Take the mysterious case of Geeshie Wiley, for example. One of the rare female prewar blues singers, arguably the greatest. She cut only two 78’s for Paramount in 1930 and 1931, “Last Kind Words Blues” and “Skinny Leg Blues,” where she sings of crawling up on her lover and cutting his throat. She shows up on just three other recordings from the early 30’s with the equally mysterious Elvie Thomas. Next to nothing is known of her. There are rumors of a traveling medicine show, some claim she wasn’t there at all, a specter of some sort. Either way, it’s poetry of utter desolation, a soul laid to waste, “If I get killed, if I get killed, please don’t bury my soul/ I p’fer just leave me out, let the buzzards eat me whole” she sings in “Last Kind Words Blues.” There’s really nothing else like it. It’s a tradition that leads straight through to Albert Ayler, Sun Ra, and so forth. It’s the deep waters of American music, the folk-stream, which is a living tradition. What Greil Marcus called “the old, weird America.” To bring this back to art-making, as artists, as image makers, we have the same living tradition. We have images in caves that go back 40, 45 thousand years, we have children’s chalk drawings on the streets of New York City done a few moments ago, and we have everything in between. This is our history. All of it, if one is simply willing to jump in.

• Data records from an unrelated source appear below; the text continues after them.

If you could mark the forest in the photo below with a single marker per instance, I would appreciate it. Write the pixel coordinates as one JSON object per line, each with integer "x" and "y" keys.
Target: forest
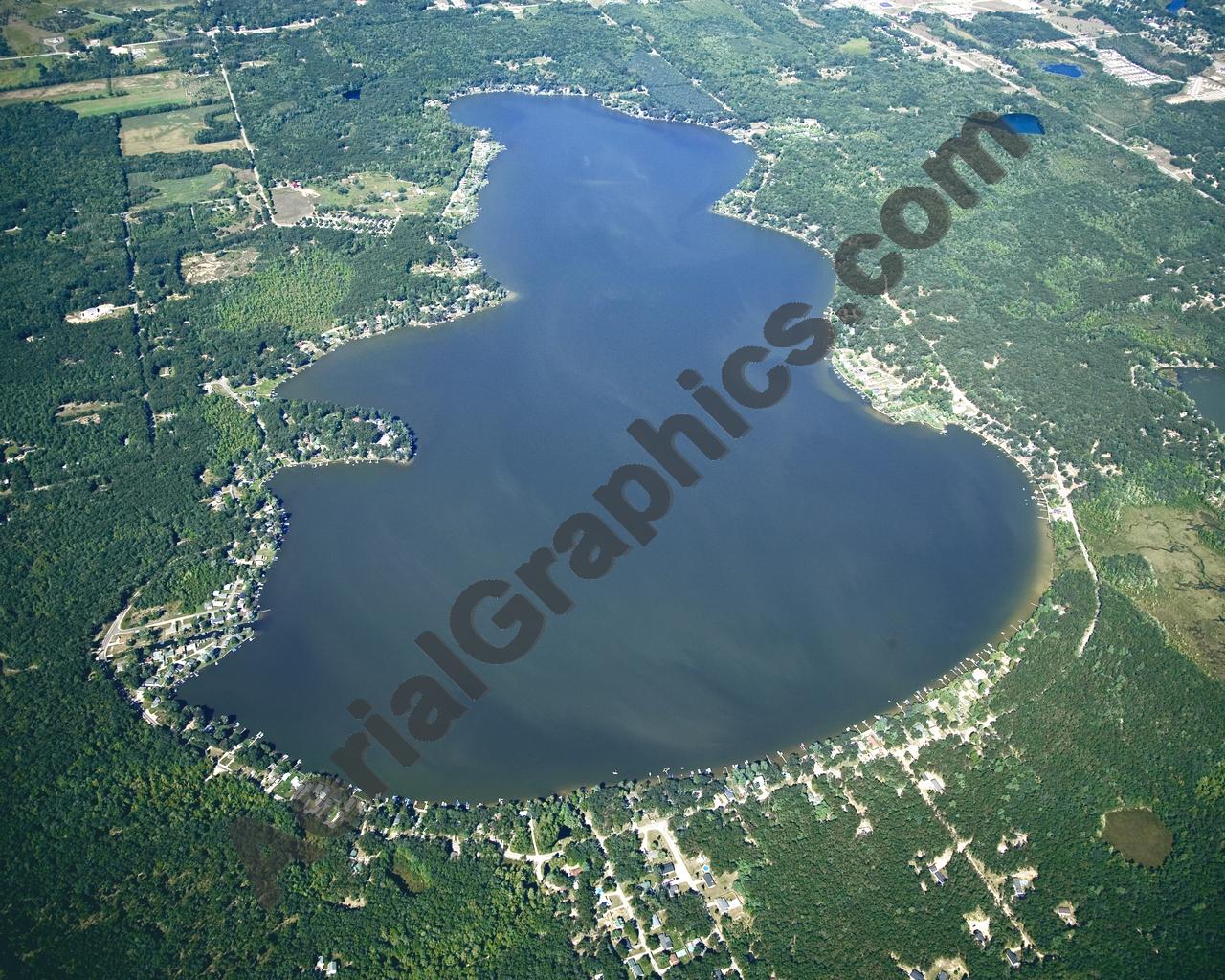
{"x": 1053, "y": 302}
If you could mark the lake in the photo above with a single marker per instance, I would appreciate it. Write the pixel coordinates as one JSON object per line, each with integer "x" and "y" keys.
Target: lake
{"x": 1072, "y": 71}
{"x": 1206, "y": 388}
{"x": 828, "y": 565}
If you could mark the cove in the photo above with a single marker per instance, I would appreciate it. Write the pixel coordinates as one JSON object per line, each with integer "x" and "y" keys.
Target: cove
{"x": 827, "y": 567}
{"x": 1206, "y": 388}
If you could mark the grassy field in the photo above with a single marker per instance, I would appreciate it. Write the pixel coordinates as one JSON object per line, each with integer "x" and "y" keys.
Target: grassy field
{"x": 123, "y": 93}
{"x": 1140, "y": 835}
{"x": 18, "y": 73}
{"x": 188, "y": 190}
{"x": 171, "y": 132}
{"x": 857, "y": 47}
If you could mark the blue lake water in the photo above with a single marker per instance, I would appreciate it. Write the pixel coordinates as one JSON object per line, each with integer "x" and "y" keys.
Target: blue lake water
{"x": 826, "y": 567}
{"x": 1206, "y": 386}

TM: Collaboration between artists on a single art object (as opposed to an image/text or theatrical partnership) is something I can’t ever see myself doing, but it is a frequent part of your practice. I imagine that, ideally, the resulting artwork is the realization of a shared vision, as unpredictable and enlightening as the music of an improvisational ensemble.
Does such a musical analogy work for the pieces you do on your own? In other words, are they solos that are open to engagement with other players, or are they a different form altogether?
CO: They’re definitely an open engagement. Collaboration has been an enlightening experience, again, something not necessarily for everyone. Big Ego has to jump out the window and Eros the connector rushes in. It’s been a way to get out of my old habits of working. At other times it’s been a way of establishing an entirely new persona, or a way to work in anonymity and obscurity. You have to pay attention when you’re collaborating, practice what Gary Snyder calls “the etiquette of freedom.” You lose your self, your control, and yes, there is much unpredictability. But therein lies the joy of it. When it’s all over, and we return to our studios, we see things just a little differently. It’s a place where we can take ourselves as no more and no less than another being in the Big Watershed.
Craig Olson — 18 Melodies for the Barbarian Flute continues at the Janet Kurnatowski Gallery (205 Norman Avenue, Greenpoint, Brooklyn) through November 11.